# Browning BAR ejection problem.



## SteveP (Jan 2, 2010)

Just purchased a pre-owned 30.06 and it doesn't eject spent cartridges. It was manufactured in 1990 and is the Lightweight Stalker model. Please share any tips that you may have to fix it. Thanks.


----------



## SteveP (Jan 3, 2010)

I was very excited about getting it so you can imagine my disappointment when I got to the range and realized that it wasn't performing properly. I'm taking it to the shop tomorrow.


----------



## btanner (Jan 3, 2010)

i had a BAR in 7mm mag and it didn't eject the spent round and mine was very clean. it had only don once i thought it could be the ammo. i got rid of the gun shortly after that.


----------



## mountainman 187 (Jan 3, 2010)

Replace the ejector claw, check the gas system ensure there is no issues.


----------



## Niner (Jan 4, 2010)

Check and clean the gas port.  It prolly has some gummed up oil or carbon in there.  Very easy to do.  Just take off the fore end and you'll see it.  There is an access port on it that you can remove to clean it well.  

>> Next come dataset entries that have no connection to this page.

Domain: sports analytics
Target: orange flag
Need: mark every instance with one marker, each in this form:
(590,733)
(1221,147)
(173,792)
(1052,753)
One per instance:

Many, many, many years ago WD-40 was thought to be THE best stuff to leave in a barrel for corrosion prevention.  We found out the hard way that it WILL gum up a BAR gas port.


----------



## Craig Knight (Jan 7, 2010)

maybe its gummed up and just needs a good cleaning, take it apart and clean it with brake cleaner (in a spraycan) maybe this is all that will have to be done.


----------



## Ohoopee Tusker (Jan 9, 2010)

If it has a scope mount on it make sure the mount screws are not too long and touching the action.


----------



## Niner (Jan 12, 2010)

So, any luck with the ejection problem yet?


----------



## SteveP (Jan 30, 2010)

I haven't shot it yet but the gunsmith said that all it needed was to have the gas piston & assembly cleaned. Hopefully that will fix it.


----------